Tuesday, October 30, 2018

the author of this is a libertarian blogger with a long record of accuracy in details and clear presentation of his thoughts on those details;


In my article “Don’t Be Surprised If Saudis Get Away with Murder,” I detailed the U.S. national-security state’s kidnapping and assassination of Gen. Rene Schneider in 1970. The point I made is that the power to assassinate comes with any nation whose government is founded on the concept of a national-security state. That includes the United States, where the military and the CIA wield the omnipotent, non-reviewable power to assassinate people who they deem to be threats to “national security.”
Given that the U.S. national-security state got away with murder in the case of Gen. Schneider, what are the odds that there will be a different outcome in Saudi Arabia? Sure, there might be some underlings who have to fall on their swords as a sacrifice to the greater good, but the chance that higher-ups in the Saudi regime will be held accountable for the murder is virtually nil.
Another example of this immunity-and-impunity phenomenon on the part of the U.S. national-security establishment was the killing of two Americans three years after Schneider’s assassination. The two Americans were Charles Horman and Frank Terguggi, two young American men who were executed during the Chilean coup in 1973.
In the 1970 Chilean presidential election, a socialist physician named Salvador Allende received a plurality of votes.

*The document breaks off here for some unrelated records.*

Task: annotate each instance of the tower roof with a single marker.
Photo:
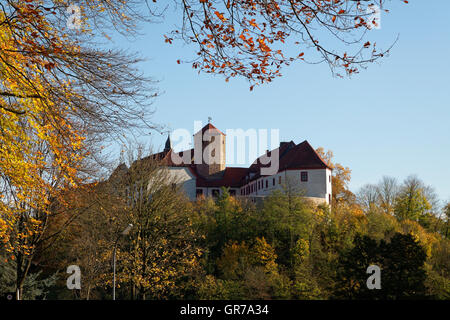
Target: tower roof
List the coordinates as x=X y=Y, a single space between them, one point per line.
x=168 y=145
x=209 y=126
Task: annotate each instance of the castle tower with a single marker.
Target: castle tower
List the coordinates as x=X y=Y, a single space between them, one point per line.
x=168 y=145
x=209 y=150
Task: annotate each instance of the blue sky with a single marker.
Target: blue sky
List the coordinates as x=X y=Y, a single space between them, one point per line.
x=391 y=119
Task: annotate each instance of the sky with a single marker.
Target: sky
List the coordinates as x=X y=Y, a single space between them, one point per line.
x=391 y=119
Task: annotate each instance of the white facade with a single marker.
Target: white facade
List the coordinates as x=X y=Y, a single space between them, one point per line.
x=317 y=186
x=183 y=176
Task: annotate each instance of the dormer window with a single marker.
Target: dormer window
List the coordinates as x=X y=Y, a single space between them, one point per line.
x=304 y=176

Owing to his belief in socialism and communism and his reaching out to the Russians and Cubans in peace and friendship, U.S. officials deemed Allende to be a threat to U.S. “national security” and, therefore, had to be removed from power.
Since none of the three Chilean presidential candidates had received a majority of the votes, the election was thrown into the Chilean congress, pursuant to the Chilean constitution.